Depuis son apparition après la Seconde Guerre mondiale en Amérique du Nord, le management néolibéral traditionnel a cultivé autour de l’image du leader de véritables cultes de l’individu exceptionnel, du héros créateur et demi-dieu et du bâtisseur d’organisations. Cette culture de quasi "déification" du leader et a été renforcée en faisant appel à des analogies mettant à contribution la biologie, à l’instar des travaux du biologiste anglais Charles Darwin (1809-1882).
Comment ces théories inspirées de la biologie ont-elles façonné la hiérarchisation et influencé la communication au sein de l’entreprise? Dans ce cas de figure, comment s’organise la communication au sein de l’entreprise? Quel est le canal le plus adéquat pour transmettre une information?
Dans ce 36e cours d’"Anti-néolibéralisme", Omar Aktouf, professeur titulaire à HEC Montréal et membre du conseil scientifique d’ATTAC au Québec, explique auprès de Sputnik qu’"heureusement, il n’en est pas du tout ainsi pour la société humaine, sinon le totalitarisme le plus sauvage régnerait dans les quatre coins du monde".
"Le darwinisme social dans toutes les sphères de la vie sociale"?

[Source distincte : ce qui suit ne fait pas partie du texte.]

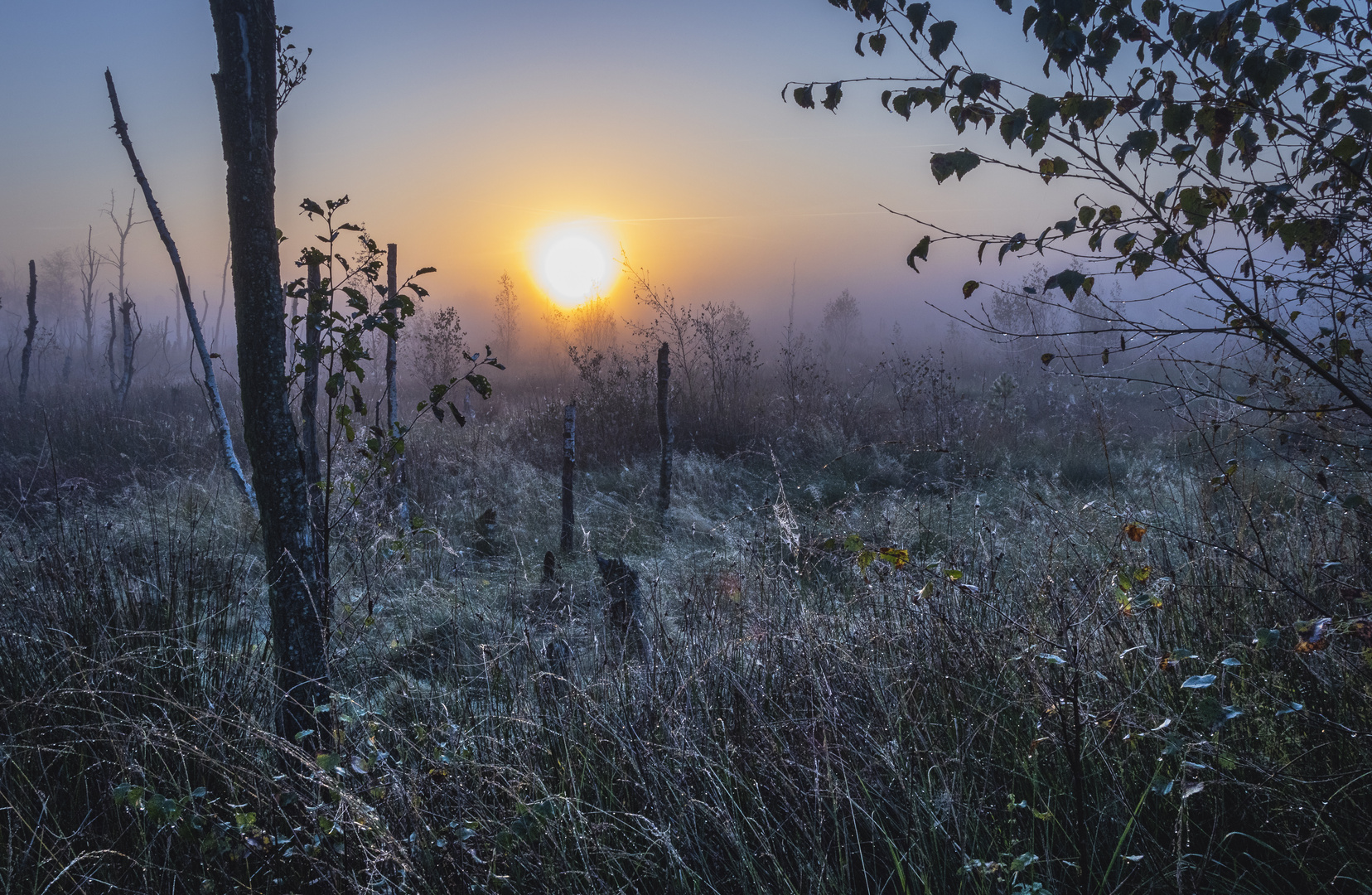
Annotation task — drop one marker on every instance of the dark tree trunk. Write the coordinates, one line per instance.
(29, 332)
(664, 431)
(246, 92)
(568, 475)
(221, 419)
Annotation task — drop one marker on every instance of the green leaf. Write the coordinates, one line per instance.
(947, 163)
(1070, 280)
(921, 250)
(833, 95)
(1016, 244)
(940, 36)
(917, 12)
(481, 383)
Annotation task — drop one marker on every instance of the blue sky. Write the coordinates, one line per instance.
(462, 131)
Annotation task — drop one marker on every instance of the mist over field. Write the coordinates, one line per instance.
(601, 447)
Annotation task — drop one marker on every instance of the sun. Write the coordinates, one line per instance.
(572, 261)
(574, 268)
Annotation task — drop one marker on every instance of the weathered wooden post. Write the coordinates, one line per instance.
(568, 472)
(311, 390)
(29, 332)
(393, 405)
(664, 431)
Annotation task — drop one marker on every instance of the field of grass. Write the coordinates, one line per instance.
(983, 647)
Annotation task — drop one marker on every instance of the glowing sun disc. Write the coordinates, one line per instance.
(574, 267)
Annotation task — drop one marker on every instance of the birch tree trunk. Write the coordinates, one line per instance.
(246, 91)
(221, 419)
(29, 332)
(393, 403)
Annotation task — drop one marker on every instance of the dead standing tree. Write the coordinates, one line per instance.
(118, 259)
(91, 264)
(211, 387)
(247, 95)
(568, 477)
(129, 317)
(29, 332)
(664, 430)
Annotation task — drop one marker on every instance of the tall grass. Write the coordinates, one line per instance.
(1006, 709)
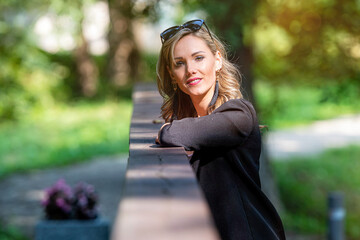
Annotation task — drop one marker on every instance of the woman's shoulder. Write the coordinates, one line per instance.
(237, 104)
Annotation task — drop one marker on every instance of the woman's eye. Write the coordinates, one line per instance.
(179, 63)
(199, 58)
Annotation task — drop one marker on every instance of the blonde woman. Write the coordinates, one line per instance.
(205, 113)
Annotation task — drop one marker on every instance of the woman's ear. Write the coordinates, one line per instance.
(218, 61)
(170, 72)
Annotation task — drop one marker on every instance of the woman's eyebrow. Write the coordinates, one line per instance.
(195, 53)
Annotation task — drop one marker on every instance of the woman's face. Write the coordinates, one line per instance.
(195, 68)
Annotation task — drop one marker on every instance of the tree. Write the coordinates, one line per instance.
(124, 57)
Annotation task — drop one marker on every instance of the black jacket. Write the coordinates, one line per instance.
(227, 145)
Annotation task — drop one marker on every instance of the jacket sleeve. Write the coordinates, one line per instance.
(228, 126)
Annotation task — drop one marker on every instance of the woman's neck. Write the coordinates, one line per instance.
(201, 106)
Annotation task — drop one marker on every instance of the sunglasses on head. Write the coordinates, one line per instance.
(193, 25)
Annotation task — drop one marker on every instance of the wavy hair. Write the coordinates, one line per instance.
(177, 104)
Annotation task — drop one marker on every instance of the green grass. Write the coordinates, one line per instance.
(304, 184)
(64, 134)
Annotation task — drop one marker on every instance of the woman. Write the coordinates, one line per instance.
(205, 113)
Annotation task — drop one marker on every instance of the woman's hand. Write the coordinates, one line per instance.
(157, 140)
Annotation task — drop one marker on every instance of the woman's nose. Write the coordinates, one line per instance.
(190, 69)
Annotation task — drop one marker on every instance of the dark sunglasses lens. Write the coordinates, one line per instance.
(168, 33)
(194, 25)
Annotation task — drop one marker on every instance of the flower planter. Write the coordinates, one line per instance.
(97, 229)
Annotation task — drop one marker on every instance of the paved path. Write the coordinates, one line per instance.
(314, 138)
(21, 193)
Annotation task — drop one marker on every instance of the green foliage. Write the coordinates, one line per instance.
(282, 105)
(305, 182)
(149, 67)
(63, 135)
(308, 41)
(10, 233)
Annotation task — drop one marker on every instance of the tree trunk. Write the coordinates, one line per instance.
(124, 55)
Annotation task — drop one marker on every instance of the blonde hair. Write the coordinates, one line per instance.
(177, 104)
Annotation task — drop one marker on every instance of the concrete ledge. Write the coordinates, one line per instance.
(161, 197)
(97, 229)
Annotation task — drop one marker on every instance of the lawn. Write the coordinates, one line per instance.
(64, 134)
(304, 184)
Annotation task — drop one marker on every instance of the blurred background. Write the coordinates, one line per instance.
(68, 67)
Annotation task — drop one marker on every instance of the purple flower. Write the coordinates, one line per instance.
(61, 202)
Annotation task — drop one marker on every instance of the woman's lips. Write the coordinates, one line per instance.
(193, 81)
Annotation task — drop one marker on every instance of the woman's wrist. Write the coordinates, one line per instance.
(157, 140)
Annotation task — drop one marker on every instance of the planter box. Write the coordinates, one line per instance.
(97, 229)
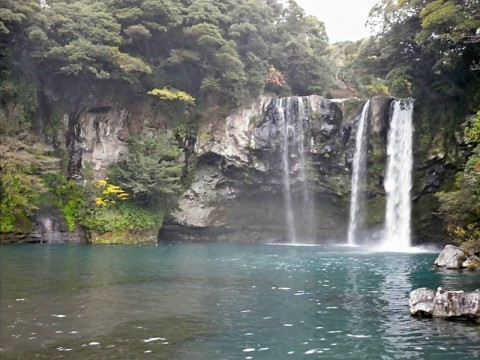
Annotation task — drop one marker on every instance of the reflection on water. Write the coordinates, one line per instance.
(223, 302)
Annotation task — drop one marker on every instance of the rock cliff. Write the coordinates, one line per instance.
(238, 190)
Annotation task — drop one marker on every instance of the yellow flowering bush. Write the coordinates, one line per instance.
(108, 193)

"La sélection naturelle mise en avant par Darwin est invoquée dans des expressions ayant atteint la sphère sociale à tous les niveaux: ‘le plus fort survit, le plus fort gagne’, ou ‘c’est la loi de la nature’", affirme le Pr Aktouf, soulignant qu’"en réalité, le darwinisme et les lois de l’évolution des espèces sont loin d’être une question de ‘loi du plus fort’".
Et d’ajouter qu’à titre d’exemples, "il est attribué à Darwin la légitimation du fait que les uns s’enrichissent ou ‘évoluent’ et que les autres s’appauvrissent ou ‘disparaissent’. S’il en était ainsi, il n’y aurait aujourd’hui sur terre que des mammouths ou des dinosaures!"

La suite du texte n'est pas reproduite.